2. Allowance for Doubtful Accounts, December 31, 2020
3. Net realizable value, December 31, 2020
4. Doubtful Accounts Expense for 2020.
Exercise 3 – 5

On January 1, 2020, Frank Co. received a 14%, three-year note from a customer. The
interest on the note is paid every June 30 and December 31. The note has a face value of
₱1,000,000. The effective rate applicable on the note is 12%.

1. Determine the initial amount of the note.


2. Prepare an amortization table to show the balance of the note at the end of each reporting
period from 2020 to 2022.
3. Compute for the interest income recognized by Frank during each period from 2020 to 2022.
Exercise 3 – 6

Accounts receivable balance of Skinner Co. on December 31, 2019 was ₱1,200,000.
Pertinent information regarding the company’s credit sales and accounts receivable in 2020 and
2021 follows:

2020 2021
Accounts receivable, December 31 ₱ 1,300,000 ₱ 1,700,000
Credit sales 22,500,000 21,600,000

1. Compute for the accounts receivable turnover in 2020 and 2021.

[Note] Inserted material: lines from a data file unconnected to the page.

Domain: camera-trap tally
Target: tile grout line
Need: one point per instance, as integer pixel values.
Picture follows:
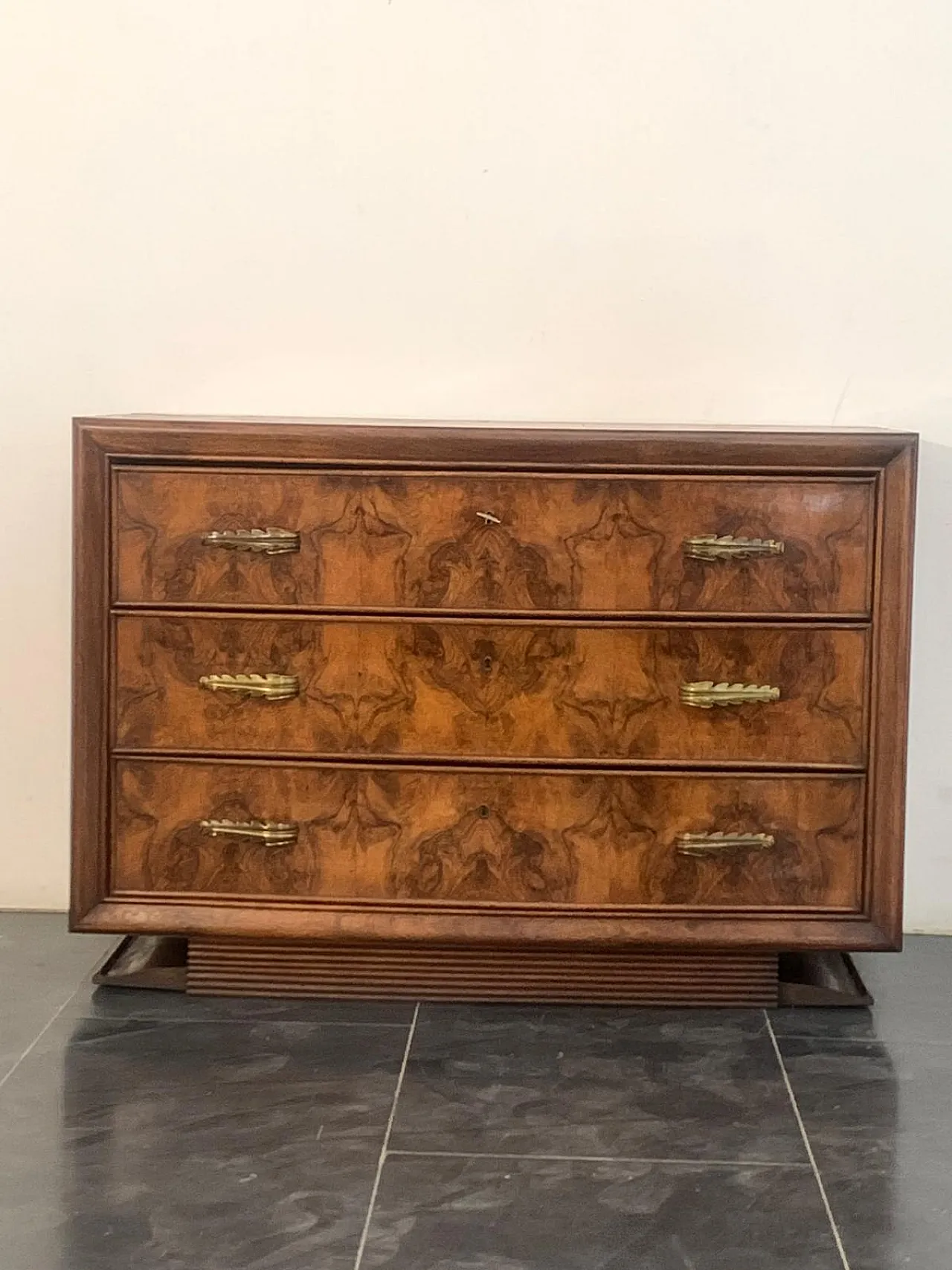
(599, 1160)
(41, 1034)
(382, 1158)
(808, 1146)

2. Compute for the average collection period in 2020 and 2021.
Exercise 3 – 4

On January 1, 2020, James Co. received a 10%, five year note from a customer. Interest is
paid every December 31. The note has a face value of ₱12,000,000. The effective rate on the date
of the receipt of the note was 12%

1. Determine the initial amount of the note.


2. Prepare an amortization table to show the balance of the note at the end of each reporting
period from 2020 to 2024.
3. Compute for the interest income recognized by James during each period from 2020 to 2024.